Friday, May 9, 2025

Josephsohn vu par Albert Oehlen @ Musée d'Art Moderne de la Ville de Paris

Josephsohn vue par Albert Oehlen
Installation View

I dragged my feet a little to this exhibition; the sculptures looked interesting but unvaried in the posters around town. It took time, walking around, but over the course of a couple of hours, I was charmed and increasingly fascinated by Josephsohn's bold and intensely emotional works. Likewise, the sculptures gained in complexity over the course of my two hour visit. The exhibition was curated by Swiss artist Albert Oehlen who wanted to privilege the materiality of the sculptures. Given the physical immensity of Josephsohn's work, and their enormous presence, it would be difficult to privilege any other aspect! 

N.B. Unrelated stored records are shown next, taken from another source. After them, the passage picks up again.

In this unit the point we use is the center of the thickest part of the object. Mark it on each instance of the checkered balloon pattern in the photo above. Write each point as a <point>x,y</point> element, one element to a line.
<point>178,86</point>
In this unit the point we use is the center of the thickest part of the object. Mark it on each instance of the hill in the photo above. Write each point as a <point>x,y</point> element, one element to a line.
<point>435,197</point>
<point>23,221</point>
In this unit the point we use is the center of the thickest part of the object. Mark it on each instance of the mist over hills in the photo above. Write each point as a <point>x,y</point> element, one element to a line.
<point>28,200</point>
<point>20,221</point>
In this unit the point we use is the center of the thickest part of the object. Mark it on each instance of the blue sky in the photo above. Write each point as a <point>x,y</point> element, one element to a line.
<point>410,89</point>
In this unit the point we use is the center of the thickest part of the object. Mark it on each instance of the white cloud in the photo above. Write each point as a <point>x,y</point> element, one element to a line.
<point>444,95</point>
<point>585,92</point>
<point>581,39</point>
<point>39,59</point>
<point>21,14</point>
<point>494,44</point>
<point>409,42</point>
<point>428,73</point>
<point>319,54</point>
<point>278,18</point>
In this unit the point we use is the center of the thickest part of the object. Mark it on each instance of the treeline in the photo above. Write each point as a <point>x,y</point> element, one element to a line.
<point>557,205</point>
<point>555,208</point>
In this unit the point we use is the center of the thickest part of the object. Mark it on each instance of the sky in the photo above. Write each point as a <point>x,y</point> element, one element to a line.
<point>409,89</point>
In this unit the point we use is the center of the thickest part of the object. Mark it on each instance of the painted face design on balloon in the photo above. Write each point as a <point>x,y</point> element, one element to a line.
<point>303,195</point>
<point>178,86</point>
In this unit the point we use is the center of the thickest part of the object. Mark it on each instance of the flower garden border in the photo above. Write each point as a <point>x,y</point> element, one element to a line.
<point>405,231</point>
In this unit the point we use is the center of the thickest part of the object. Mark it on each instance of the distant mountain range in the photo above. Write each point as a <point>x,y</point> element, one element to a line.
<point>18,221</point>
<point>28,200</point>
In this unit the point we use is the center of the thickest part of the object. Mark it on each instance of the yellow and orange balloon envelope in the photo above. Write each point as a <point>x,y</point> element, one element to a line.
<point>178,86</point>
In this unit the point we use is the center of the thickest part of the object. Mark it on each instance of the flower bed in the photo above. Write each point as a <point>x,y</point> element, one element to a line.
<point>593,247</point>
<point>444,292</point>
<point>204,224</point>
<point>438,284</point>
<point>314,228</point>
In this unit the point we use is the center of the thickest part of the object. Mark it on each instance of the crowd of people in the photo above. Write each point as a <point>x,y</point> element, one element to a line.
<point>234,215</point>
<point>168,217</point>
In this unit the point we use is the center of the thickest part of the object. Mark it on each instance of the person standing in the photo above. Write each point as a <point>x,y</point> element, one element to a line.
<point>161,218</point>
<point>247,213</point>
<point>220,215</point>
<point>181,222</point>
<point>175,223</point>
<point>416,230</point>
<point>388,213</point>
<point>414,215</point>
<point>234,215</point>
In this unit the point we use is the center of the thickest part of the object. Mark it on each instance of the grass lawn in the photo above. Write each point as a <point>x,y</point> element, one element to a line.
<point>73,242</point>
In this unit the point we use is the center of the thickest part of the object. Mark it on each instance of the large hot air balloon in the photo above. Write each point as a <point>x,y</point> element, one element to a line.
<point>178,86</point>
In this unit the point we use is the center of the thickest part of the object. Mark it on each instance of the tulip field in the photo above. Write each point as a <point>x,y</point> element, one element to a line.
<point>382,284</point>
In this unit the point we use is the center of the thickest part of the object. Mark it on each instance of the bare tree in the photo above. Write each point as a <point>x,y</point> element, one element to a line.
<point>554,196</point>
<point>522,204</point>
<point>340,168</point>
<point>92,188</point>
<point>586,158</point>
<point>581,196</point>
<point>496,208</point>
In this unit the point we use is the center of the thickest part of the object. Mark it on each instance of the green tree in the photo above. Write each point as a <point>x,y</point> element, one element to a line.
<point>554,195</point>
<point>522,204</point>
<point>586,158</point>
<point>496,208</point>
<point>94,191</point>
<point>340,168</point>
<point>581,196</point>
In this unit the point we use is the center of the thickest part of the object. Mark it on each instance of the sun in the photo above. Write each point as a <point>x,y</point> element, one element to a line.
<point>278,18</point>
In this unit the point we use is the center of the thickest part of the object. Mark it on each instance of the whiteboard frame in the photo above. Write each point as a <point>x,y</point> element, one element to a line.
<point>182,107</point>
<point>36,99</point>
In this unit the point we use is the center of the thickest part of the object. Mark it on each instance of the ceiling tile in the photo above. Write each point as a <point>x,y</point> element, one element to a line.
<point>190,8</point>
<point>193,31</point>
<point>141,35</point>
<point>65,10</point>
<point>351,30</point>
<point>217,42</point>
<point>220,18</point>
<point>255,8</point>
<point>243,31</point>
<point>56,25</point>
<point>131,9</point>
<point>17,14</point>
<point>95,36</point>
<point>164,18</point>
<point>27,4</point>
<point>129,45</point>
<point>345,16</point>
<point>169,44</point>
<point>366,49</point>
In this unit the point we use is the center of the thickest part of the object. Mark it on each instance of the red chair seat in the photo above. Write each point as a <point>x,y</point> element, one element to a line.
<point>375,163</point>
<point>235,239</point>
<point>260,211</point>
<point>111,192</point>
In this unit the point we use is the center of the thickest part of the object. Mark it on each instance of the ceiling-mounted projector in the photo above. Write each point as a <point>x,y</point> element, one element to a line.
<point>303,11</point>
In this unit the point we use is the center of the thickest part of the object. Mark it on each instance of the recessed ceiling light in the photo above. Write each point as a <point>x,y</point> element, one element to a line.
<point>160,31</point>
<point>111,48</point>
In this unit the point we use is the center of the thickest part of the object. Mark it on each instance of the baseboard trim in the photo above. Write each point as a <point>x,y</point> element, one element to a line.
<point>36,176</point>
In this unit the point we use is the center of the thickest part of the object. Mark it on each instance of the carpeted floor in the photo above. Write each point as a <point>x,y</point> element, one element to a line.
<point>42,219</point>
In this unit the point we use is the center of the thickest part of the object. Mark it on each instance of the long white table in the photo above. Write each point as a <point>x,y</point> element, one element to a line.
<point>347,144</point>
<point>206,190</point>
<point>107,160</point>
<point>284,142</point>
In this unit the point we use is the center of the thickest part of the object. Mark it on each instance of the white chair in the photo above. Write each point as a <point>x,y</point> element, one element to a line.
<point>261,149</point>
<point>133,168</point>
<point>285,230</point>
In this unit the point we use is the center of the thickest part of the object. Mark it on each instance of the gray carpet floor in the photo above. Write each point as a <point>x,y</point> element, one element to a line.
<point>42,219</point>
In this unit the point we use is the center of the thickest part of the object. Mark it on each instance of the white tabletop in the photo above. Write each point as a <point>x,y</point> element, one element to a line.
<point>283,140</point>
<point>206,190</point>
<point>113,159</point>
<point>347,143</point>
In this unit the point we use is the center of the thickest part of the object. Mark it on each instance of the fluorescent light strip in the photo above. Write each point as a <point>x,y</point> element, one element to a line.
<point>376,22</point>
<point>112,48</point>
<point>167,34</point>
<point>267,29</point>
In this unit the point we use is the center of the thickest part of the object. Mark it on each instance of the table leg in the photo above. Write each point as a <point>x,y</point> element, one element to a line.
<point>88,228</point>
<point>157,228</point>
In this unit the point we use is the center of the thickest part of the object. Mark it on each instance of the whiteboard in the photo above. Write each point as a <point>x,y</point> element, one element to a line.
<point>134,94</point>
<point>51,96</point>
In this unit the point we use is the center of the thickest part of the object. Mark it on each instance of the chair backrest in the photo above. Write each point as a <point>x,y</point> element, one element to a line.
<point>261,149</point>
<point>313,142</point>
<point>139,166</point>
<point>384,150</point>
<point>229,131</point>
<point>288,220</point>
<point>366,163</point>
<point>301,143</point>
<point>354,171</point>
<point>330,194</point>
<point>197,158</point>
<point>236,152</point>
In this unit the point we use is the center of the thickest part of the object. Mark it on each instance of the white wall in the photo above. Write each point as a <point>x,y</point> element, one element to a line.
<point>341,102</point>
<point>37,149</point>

Josephsohn vue par Albert Oehlen
Installation View

The list of Josephsohn's references is diverse, including Egyptian funerary statues, Giacometti, Brancusi, Fautrier, styles and forms that are visible in the plaster and sometimes brass sculptures. The figures are moulded, pressed, developed by touch and pinch and squeeze. However, unlike his contemporaries, Josephsohn's sculptures are absolute, resolute figures in the world, taking up space in their particular environment, not about to move for anyone. 
The sculptures are also formally very different from the work of an artist such as Giacometti: Josephsohn's figures are formed by building up the surface, not attacking it and scraping in a search for perfection. They are also reminiscent of Rodin's oversized public commissions. Heaving figures, often leaning left or right such as late Untitled bodies and torsos reminded me of Rodin's Burghers of Calais, always dragging.

Josephsohn vue par Albert Oehlen
Installation View

At first sight, the forms are a complete mess: they are unmistakeably human, but the proportions of torsos, heads, and facial features are often skewed. The faces are particularly deformed, sometimes only a protruding triangle as a nose, a ridge beneath as a mouth is all we are given. And yet it is enough. We clearly recognize the human likeness. There is also a distinct difference between the male and the female forms. The male figures legs and torso are more defined than the women's. And however stopped the man is, he's often in motion. We do not always notice the details because the overwhelming sense that we get is one of loneliness and loss. Always, the figure is along on its plinth, even if it interacts with other works. 
Thanks to Oehlen's stunning curation, they form communities, repeated, always with a slight difference. 


Hans Josephsohn, Untitled, 2005

Contemporary artist Oehlen's curation is itself a work of art, emphasizing as it sets out to, Josephsohn's materials and the materiality of the figures. As I say, it would be difficult not to focus on the material because the plaster and brass are so sensuous. In many ways, the sculptures are about the material and the form that results from gouging, pitting, plying. It is as if Josephsohn is asking himself over and over: how can I push the material to create an extreme human form? We may even think of the sculptures as evidence of the artist thinking with his hands. Josephsohn has no interest in narrative, the difficulty of being human and living in history. Rather, he is enamoured with the plaster and brass. The figures are raw, rough, haptic, reminding us of volcanic rock. The deformed bodies that result say as much about how the artist sees beauty as it does his political or historical world view. 



Josephsohn, born in what was Königsberg, and is now Kaliningrad to a Jewish family, is said to have filled his sculptures with the tumultuous energy of growing up in Nazi Germany. This chaotic agitation and anxiety is literally present in the physical form resulting from manipulated material. Nevertheless, these works are still about the human hiding inside the material and the method of execution. Josephsohn's hands have a presence in their movement around the sculpture.  In the early works, the plinth is as important as human form, and then by the end the figure reaches such levels of abstraction that it becomes the plinth. As a result, Josephsohn's creations become monsters, gentle and warm, but deformed giants, nevertheless.